Cet après-midi d’été, en empruntant seul ce petit chemin de la Creuse profonde, j’avais rendez-vous avec une charmante clairière. Un arbre de ma connaissance m’y attendait. Il fait très beau en ce mois d’août déjà bien entamé. Passé les prés où paissent de solides charolaises, la forêt se referme à nouveau. Le chemin s’avance vers ce que ma mémoire a retenu comme étant une clairière. Mais ce n’est pas une clairière… Mon rendez-vous en plein haut pays marchois est en fait un sous-bois dégagé au milieu duquel s’élève un magnifique orme. Un individu dont la forte personnalité lui vaut le respect de ses congénères autant que celle des forestiers. Les premiers n’ont visiblement pas hésité à dévier la croissance de leur tronc, et ne donnent que de courtes branches dépourvues de feuilles sur leur face orientée vers le vénérable. Les seconds ont accompagné une si majestueuse et généreuse propension à étendre branches et rameaux d’un entretien assurant place libre autour de l’arbre charismatique.
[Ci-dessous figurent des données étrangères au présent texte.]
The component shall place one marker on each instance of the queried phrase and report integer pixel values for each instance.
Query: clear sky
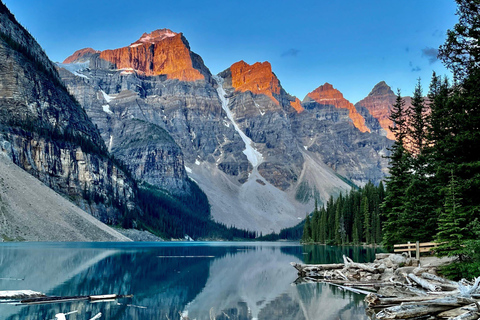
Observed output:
(351, 44)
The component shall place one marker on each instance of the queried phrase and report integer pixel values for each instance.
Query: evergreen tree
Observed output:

Ce n’est pas une clairière, donc, laquelle se définit comme « un endroit d’une forêt dégarni d’arbres. » Pourquoi ce mot s’est-il imposé alors que j’en connais la définition ? En tailleur sur un  rocher, face à mon arbre, je me laisse gagner par l’extraordinaire paix que dégage ce lieu. Sous le couvert, une lumière d’une grande douceur perce les frondaisons. Dans un air immobile, reflets de verts tendres, subtiles effluves d’humus, murmures d’insectes affairés… De cela je me souviens car, pour ces retrouvailles estivales, le décor est en tout point identique à la précédente rencontre. Et si mon esprit a conservé « clairière » en mémoire ce n’est que par un évident jeu d’association : assis au milieu de cet espace à la fois dégagé et voûté de feuillages, les yeux ouverts, mon esprit semble gagné d’une pénétrante clarté. Oui, il règne dans ce lieu précis, à ce moment précis, une sérénité si puissante qu’elle offre à l’esprit du visiteur, sans mantra ni posture, sans mudra ni technique, un accès direct et spontané à une conscience claire et légère. Comme par magie, l’esprit se calque immédiatement sur l’ambiance de ce sous-bois baigné d’une lumière d’or que filtrent feuillus et résineux. Présence absolue d’un esprit devenu pure attention, à la fois alerte et comme vidé de toute pensée. De cette vacuité impromptue où je reste un long moment une pensée finit toutefois par faire surface : je dois me souvenir de ce moment et de ce lieu comme d’une métaphore de ce que doit être un coeur en paix. Au milieu des épreuves et chocs de la vie, je dois conserver en mémoire cette image d’un coeur se concevant comme une « claire clairière » au moment le plus chaud de la journée. Un coeur ouvert sous le couvert. Je dois être capable de visualiser mon coeur comme cet espace bienveillant, accueillant, rassérénant. Il me faudrait pouvoir à tout moment, en toute situation, retrouver cette même fraîcheur d’esprit, cette même disponibilité, cette même légèreté, cette même présence. Cette même clairvoyance. Dans cette clairière qui n’est pas une clairière, c’est pourquoi je l’appelle une clairière (Soûtra du Diamant). Auprès de mon arbre, j’eus le clair désir d’un coeur en paix. Auprès de mon arbre, cela me rendit plus qu’heureux : plein.